Monster Monday: Baobhan Sith

We all know about vampires and werewolves, or at least we think we do. The legends and myths that inspired these monsters are sometimes surprisingly different, but no less chilling. In this series of posts, Monster Monday, we’ll investigate the monsters that have informed our modern notions, as well as some lesser known monsters. Today, we talk about the Baobhan Sith.

The Fairy Wood by Henry Meynell Rheam (1903)
The Fairy Wood by Henry Meynell Rheam (1903)

The Baobhan Sith is a faerie-like spirit from the Scottish Highlands similar to a vampire who preys on young travelers at night, usually men. In some stories, she is particularly attracted to hunters. She prefers rural areas.

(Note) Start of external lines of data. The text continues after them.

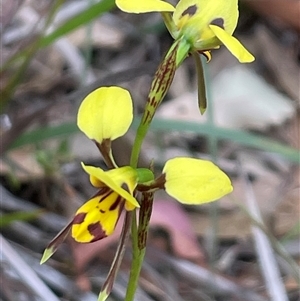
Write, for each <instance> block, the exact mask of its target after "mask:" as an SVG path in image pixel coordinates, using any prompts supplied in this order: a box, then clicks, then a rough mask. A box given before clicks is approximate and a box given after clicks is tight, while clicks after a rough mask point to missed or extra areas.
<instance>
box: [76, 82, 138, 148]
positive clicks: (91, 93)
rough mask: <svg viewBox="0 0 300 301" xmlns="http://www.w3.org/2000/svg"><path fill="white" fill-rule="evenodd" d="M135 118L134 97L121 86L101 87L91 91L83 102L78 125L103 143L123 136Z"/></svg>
mask: <svg viewBox="0 0 300 301" xmlns="http://www.w3.org/2000/svg"><path fill="white" fill-rule="evenodd" d="M132 118H133V107H132V99H131V96H130V94H129V92H128V91H127V90H125V89H123V88H120V87H101V88H99V89H96V90H95V91H93V92H91V93H90V94H89V95H88V96H87V97H86V98H85V99H84V100H83V101H82V103H81V105H80V107H79V110H78V115H77V125H78V127H79V129H80V130H81V131H82V132H84V133H85V134H86V135H87V136H88V137H89V138H90V139H92V140H96V141H97V142H98V143H101V142H102V140H103V139H110V140H114V139H116V138H118V137H120V136H123V135H124V134H125V133H126V132H127V130H128V128H129V126H130V124H131V122H132Z"/></svg>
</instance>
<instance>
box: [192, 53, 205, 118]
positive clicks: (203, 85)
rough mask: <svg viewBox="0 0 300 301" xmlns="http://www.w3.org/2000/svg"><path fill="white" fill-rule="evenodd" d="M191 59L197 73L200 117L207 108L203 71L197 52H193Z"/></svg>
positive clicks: (203, 74)
mask: <svg viewBox="0 0 300 301" xmlns="http://www.w3.org/2000/svg"><path fill="white" fill-rule="evenodd" d="M192 54H193V58H194V60H195V63H196V71H197V81H198V106H199V110H200V113H201V115H203V114H204V113H205V111H206V108H207V97H206V86H205V77H204V70H203V66H202V62H201V59H200V57H199V54H198V53H197V52H193V53H192Z"/></svg>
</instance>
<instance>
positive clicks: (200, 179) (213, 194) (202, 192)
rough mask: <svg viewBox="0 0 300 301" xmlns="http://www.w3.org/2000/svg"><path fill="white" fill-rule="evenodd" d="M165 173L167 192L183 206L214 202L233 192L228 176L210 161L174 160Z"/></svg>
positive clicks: (170, 160)
mask: <svg viewBox="0 0 300 301" xmlns="http://www.w3.org/2000/svg"><path fill="white" fill-rule="evenodd" d="M163 173H164V174H165V177H166V182H165V189H166V192H167V193H168V194H169V195H170V196H172V197H174V198H175V199H177V200H178V201H179V202H181V203H183V204H202V203H208V202H212V201H215V200H217V199H219V198H221V197H222V196H224V195H226V194H228V193H230V192H231V191H232V186H231V182H230V179H229V178H228V176H227V175H226V174H225V173H224V172H223V171H221V170H220V169H219V168H218V167H217V166H216V165H215V164H213V163H212V162H210V161H206V160H200V159H193V158H185V157H178V158H174V159H171V160H169V161H167V163H166V164H165V167H164V169H163Z"/></svg>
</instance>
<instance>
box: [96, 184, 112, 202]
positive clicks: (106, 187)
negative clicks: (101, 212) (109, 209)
mask: <svg viewBox="0 0 300 301" xmlns="http://www.w3.org/2000/svg"><path fill="white" fill-rule="evenodd" d="M105 188H107V189H105V190H104V191H103V193H101V194H99V196H100V198H99V201H98V202H99V203H101V202H102V201H103V200H104V199H106V198H107V197H109V196H110V195H111V194H112V193H113V191H112V190H111V189H110V188H108V187H105Z"/></svg>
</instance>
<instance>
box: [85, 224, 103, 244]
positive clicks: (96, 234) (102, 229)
mask: <svg viewBox="0 0 300 301" xmlns="http://www.w3.org/2000/svg"><path fill="white" fill-rule="evenodd" d="M88 231H89V233H90V234H91V235H92V236H94V238H93V239H92V241H91V242H94V241H97V240H100V239H102V238H104V237H106V236H107V235H106V233H105V231H104V230H103V229H102V227H101V225H100V224H99V223H94V224H90V225H88Z"/></svg>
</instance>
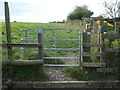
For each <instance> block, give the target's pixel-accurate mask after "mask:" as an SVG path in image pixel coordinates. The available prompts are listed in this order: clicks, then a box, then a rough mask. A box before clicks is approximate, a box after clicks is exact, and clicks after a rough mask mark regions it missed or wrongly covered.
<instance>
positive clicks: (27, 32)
mask: <svg viewBox="0 0 120 90" xmlns="http://www.w3.org/2000/svg"><path fill="white" fill-rule="evenodd" d="M25 37H26V43H28V31H25Z"/></svg>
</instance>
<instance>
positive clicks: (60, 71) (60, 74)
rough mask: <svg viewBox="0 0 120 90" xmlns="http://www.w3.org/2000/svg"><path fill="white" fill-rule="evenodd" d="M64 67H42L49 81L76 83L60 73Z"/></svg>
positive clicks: (72, 78) (63, 74)
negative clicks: (72, 81) (45, 72)
mask: <svg viewBox="0 0 120 90" xmlns="http://www.w3.org/2000/svg"><path fill="white" fill-rule="evenodd" d="M65 68H66V67H44V70H45V72H46V73H47V74H48V75H49V81H77V80H76V79H73V78H71V77H67V76H65V74H64V72H62V71H63V70H64V69H65Z"/></svg>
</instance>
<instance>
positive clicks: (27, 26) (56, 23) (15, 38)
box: [2, 22, 80, 60]
mask: <svg viewBox="0 0 120 90" xmlns="http://www.w3.org/2000/svg"><path fill="white" fill-rule="evenodd" d="M68 28H69V29H75V28H78V29H79V28H80V27H79V26H76V25H71V24H70V25H69V24H63V23H20V22H11V37H12V42H13V43H21V41H20V39H21V38H23V37H25V33H24V32H21V31H20V30H25V29H28V30H29V29H68ZM49 34H51V33H49ZM58 34H59V36H60V37H65V38H66V37H67V35H66V34H65V33H63V32H61V33H58ZM30 35H31V37H35V34H33V33H31V34H30ZM72 37H73V35H72ZM69 38H71V37H69ZM2 42H3V43H6V42H7V41H6V27H5V23H2ZM48 43H49V42H48ZM63 43H64V42H63ZM65 43H66V42H65ZM66 44H67V43H66ZM58 45H59V46H61V44H60V43H59V42H58ZM67 45H70V44H67ZM64 46H66V45H64ZM18 51H19V52H18ZM20 53H21V52H20V48H13V54H14V57H13V59H15V60H21V59H28V57H29V59H38V55H37V54H35V55H33V54H28V53H29V52H28V53H27V54H26V53H25V54H24V55H22V54H20ZM3 55H4V56H3V59H7V50H6V49H4V50H3ZM20 55H21V56H20ZM21 57H24V58H21Z"/></svg>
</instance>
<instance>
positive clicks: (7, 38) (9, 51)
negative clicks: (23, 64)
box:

The Baobhan Sith appears as a beautiful woman, usually in a white or green dress. Sometimes she is depicted as having goat’s feet, which she hides under her dress. She uses her beauty to enchant and lure unwary young men into the wilderness where she invites them to dance with her, which they do until they are exhausted.  Then she uses her sharp talons to puncture her victim’s neck and drinks his blood. Sometimes they hunt in packs and in some stories can shapshift into wolves.

They are only active at night and must flee underground at sunrise. In certain stories they are depicted as being afraid of horses, and a person can escape by staying on his horse if he can resist their charms. Also, because the Baobhan Sith is a faerie, she has the usually weakness of a faerie, including being vulnerable to cold iron.